Livre de qualquer intervenção perturbadora,
deixando que as coisas fluam espontaneamente, quaisquer que sejam as consequências
– entre elas o esmagamento do fraco pelo forte – esta economia exprimiria
espontaneamente as leis da natureza:22 “Não se pode fazer nada, meu
amigo, e deves submeter-te.” Os sacrifícios que eles impõem e dos quais se
eximem não se devem, portanto, à malícia dos homens nem aos vícios do sistema,
mas à natureza das coisas. A evidência de seu “bom senso” é esmagadora: como
qualquer dona-de-casa, um país não pode viver por muito tempo além de seus
recursos (ninguém os ouviu jamais queixar-se de que ele viva “aquém”, o que no
entanto acontece quando seu comércio exterior é superavitário), os encargos
sociais e os salários pagos pelas empresas prejudicam a competitividade, e
logo, também, o nível de emprego; pois é para seu próprio bem que se pede a cada
um que reduza seu padrão de vida e seus “benefícios” – como dizem eles –
sociais. Nada disto lhes diz respeito. Não lhes ocorreria, por exemplo, que,
reduzindo em apenas 10% sua renda, aqueles dentre eles que ganham mil vezes o
salário médio de seus operários financiariam a criação de cem empregos sem
aumentar a massa salarial. Assim, simplesmente pelo gesto magnânimo. Em
compensação, vejam como exultam quando apertam o torniquete sobre os mais
humildes, em geral depois de providenciarem generosos aumentos para si
próprios: é tão bom poder exibir tanto poder. “A infelicidade particular”, já
dizia Pangloss, o filósofo de Voltaire, no século XVIII, “faz a felicidade
geral, de modo que quanto mais infelicidades particulares houver, melhor
estarão as coisas.23” Todos os Pangloss de nosso tempo o proclamam:
a miséria dos humildes é o preço da prosperidade geral, e isto é muito bom. Não
é culpa deles se a infelicidade particular cabe a você e a felicidade geral, a
eles. As coisas são assim, e você simplesmente tirou o número errado.

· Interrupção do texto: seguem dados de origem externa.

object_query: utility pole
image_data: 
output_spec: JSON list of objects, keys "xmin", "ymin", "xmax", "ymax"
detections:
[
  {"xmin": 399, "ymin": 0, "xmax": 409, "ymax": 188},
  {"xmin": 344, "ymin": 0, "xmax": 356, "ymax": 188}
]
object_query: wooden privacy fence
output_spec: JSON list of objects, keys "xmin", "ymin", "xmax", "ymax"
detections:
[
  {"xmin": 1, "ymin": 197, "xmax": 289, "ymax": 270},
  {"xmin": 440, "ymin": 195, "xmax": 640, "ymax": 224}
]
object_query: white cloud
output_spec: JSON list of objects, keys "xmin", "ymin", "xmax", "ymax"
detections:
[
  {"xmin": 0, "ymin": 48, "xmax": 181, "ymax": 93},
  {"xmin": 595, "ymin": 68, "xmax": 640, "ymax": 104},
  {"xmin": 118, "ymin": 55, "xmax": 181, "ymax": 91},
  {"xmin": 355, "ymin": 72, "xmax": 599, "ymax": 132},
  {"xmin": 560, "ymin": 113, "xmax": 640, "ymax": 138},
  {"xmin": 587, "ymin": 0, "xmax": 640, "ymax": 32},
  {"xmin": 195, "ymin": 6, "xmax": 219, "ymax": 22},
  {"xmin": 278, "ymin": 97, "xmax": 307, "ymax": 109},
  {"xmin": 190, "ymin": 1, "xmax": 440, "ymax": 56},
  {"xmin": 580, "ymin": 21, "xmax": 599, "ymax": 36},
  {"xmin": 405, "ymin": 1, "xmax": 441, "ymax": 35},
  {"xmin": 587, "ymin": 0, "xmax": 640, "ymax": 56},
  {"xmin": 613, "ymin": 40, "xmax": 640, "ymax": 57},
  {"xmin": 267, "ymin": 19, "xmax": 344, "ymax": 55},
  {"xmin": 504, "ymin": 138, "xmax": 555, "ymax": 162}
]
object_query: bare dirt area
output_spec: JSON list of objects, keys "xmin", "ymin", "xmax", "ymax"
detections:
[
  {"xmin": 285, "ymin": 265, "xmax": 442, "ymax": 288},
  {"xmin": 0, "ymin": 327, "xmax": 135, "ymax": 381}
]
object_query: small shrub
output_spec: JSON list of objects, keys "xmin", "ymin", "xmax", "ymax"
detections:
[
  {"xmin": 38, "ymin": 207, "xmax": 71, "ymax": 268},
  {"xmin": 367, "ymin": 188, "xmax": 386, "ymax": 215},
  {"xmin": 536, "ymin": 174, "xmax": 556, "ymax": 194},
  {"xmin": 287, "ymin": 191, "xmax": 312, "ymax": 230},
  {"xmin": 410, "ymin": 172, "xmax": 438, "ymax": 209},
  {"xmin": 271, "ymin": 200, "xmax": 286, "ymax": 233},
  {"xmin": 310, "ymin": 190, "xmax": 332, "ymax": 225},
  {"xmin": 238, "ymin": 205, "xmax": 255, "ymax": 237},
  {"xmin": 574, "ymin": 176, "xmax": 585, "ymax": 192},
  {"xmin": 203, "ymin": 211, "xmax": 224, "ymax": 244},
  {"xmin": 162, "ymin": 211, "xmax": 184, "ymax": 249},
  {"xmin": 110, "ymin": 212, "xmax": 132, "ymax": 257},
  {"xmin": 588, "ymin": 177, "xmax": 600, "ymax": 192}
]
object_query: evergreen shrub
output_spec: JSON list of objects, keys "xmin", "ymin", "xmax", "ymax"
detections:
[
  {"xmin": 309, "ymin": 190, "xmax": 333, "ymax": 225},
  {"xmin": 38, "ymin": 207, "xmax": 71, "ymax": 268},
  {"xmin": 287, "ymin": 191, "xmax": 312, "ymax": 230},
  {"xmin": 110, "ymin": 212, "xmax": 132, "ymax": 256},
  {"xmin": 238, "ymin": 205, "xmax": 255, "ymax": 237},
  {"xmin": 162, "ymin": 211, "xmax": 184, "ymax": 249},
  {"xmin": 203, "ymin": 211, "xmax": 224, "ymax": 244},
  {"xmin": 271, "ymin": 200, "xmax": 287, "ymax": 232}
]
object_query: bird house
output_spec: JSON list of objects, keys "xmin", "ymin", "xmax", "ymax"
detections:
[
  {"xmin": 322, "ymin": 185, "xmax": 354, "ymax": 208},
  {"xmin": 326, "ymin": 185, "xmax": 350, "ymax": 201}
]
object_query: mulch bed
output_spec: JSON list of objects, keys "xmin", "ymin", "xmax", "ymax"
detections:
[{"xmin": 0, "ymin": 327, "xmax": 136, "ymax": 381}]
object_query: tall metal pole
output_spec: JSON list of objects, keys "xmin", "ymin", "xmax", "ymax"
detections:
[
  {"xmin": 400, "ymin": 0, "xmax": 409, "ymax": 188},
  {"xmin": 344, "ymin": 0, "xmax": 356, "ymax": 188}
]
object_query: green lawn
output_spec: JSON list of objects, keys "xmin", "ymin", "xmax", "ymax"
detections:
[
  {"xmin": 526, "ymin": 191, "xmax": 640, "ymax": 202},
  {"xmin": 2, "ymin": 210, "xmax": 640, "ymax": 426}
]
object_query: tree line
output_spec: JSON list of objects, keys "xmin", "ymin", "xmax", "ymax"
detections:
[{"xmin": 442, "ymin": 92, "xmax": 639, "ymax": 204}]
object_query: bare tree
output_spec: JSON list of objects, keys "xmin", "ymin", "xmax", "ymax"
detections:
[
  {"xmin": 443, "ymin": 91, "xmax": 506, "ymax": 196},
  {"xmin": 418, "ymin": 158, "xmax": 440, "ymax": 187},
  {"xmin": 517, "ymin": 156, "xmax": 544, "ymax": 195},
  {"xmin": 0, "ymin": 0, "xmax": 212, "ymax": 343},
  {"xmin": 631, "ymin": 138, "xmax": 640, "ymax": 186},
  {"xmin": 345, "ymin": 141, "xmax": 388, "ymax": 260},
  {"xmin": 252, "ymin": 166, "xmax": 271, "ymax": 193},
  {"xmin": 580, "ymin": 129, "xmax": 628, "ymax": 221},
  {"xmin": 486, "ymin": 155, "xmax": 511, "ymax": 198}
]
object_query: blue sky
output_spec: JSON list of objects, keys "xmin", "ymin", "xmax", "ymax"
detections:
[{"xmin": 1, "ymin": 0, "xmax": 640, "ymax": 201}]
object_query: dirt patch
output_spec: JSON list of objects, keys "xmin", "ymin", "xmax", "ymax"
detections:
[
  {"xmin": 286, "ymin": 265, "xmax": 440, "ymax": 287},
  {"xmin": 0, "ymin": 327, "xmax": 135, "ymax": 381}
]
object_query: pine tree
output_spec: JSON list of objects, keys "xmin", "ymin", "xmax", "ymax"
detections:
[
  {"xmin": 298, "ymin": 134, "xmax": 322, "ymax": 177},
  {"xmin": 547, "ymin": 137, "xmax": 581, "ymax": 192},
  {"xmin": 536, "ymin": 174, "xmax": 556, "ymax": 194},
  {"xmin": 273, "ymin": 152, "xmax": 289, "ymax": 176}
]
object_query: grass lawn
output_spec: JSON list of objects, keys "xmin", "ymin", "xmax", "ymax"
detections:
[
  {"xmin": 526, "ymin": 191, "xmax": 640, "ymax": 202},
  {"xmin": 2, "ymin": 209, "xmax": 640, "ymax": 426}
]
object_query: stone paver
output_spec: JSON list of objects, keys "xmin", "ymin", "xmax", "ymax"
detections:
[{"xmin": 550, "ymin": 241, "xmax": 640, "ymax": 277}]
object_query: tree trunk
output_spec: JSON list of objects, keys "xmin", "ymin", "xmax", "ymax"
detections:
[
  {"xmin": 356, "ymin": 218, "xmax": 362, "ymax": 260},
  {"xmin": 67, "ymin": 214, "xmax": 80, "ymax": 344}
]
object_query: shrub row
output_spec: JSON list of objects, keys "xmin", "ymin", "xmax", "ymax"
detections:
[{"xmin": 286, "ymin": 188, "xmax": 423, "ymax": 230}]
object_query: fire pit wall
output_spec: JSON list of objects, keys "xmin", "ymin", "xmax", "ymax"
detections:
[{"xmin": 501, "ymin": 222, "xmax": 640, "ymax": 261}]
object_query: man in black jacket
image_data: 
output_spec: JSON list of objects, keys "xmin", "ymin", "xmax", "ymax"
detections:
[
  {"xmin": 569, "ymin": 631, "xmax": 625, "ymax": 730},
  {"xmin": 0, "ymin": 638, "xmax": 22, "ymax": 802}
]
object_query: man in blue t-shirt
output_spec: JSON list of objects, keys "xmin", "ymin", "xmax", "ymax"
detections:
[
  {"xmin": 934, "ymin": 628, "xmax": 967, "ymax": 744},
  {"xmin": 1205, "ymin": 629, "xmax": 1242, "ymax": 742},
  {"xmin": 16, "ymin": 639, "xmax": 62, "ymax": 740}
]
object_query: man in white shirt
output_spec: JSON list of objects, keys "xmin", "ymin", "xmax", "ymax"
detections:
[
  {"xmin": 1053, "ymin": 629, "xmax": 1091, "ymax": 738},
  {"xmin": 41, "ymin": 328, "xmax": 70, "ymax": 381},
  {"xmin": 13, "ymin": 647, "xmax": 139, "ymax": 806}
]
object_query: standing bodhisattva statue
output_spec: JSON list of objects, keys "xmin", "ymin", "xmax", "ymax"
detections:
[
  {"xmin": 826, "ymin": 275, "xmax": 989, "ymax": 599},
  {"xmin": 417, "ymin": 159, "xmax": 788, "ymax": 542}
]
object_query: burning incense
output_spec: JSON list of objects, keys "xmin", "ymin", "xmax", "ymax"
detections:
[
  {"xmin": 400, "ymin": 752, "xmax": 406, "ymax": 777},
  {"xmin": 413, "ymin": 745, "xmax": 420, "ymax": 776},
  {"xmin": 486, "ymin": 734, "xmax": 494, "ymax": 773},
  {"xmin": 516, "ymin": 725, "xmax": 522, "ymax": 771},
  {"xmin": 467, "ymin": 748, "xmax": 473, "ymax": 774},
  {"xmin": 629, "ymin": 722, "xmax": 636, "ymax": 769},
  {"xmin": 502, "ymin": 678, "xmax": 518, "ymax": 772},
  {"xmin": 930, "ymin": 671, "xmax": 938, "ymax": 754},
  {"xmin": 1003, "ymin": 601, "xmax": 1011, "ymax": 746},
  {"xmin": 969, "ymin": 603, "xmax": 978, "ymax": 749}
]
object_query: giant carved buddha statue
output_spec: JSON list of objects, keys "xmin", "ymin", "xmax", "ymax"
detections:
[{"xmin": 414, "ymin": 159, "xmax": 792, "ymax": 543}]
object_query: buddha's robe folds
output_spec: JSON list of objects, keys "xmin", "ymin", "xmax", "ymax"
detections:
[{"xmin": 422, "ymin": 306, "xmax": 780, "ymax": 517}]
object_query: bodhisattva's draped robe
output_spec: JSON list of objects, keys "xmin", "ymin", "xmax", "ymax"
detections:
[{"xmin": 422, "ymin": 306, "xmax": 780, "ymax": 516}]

Eles se dizem liberais, pois precisam de uma
bandeira e de uma razão social, mas continuam nos enganando. Que “liberalismo”
é este no qual uma centena de novos “senhores do mundo”, grandes capitães de
transnacionais, dominam o planeta?24 Que concepção é esta segundo a
qual os Estados25 devem entregar às empresas as chaves do setor
público e da proteção social, acompanhadas – certamente em nome do risco
inerente a toda concorrência – de garantias de lucros, sob pena de serem
levados aos tribunais? Não é o liberalismo dos pais da pátria: em 1776, Adam
Smith denunciava sem meias palavras a exploração do fraco pelo poderoso: “Os
rendimentos e o lucro devoram os salários, e as classes superiores da nação
oprimem a inferior26”; não parece Marx?”
19: Ignacio Ramonet, “La pensée unique”, Le Monde diplomatique,
janeiro de 1995.
20: Suas fontes principais”, acrescenta
Ignacio Ramonet. “são as grandes instituições econômicas e monetárias – Banco
Mundial, Fundo Monetário Internacional, Organização para a Cooperação e o
Desenvolvimento Econômico, Acordo Geral de Tarifas e Comércio, Comissão
Europeia, Banco da França etc. – que através de seu financiamento, arregimentam
a serviço de suas ideias em todo o planeta numerosos centros de pesquisa,
universidades, fundações, que por sua vez apuram e disseminam a boa palavra.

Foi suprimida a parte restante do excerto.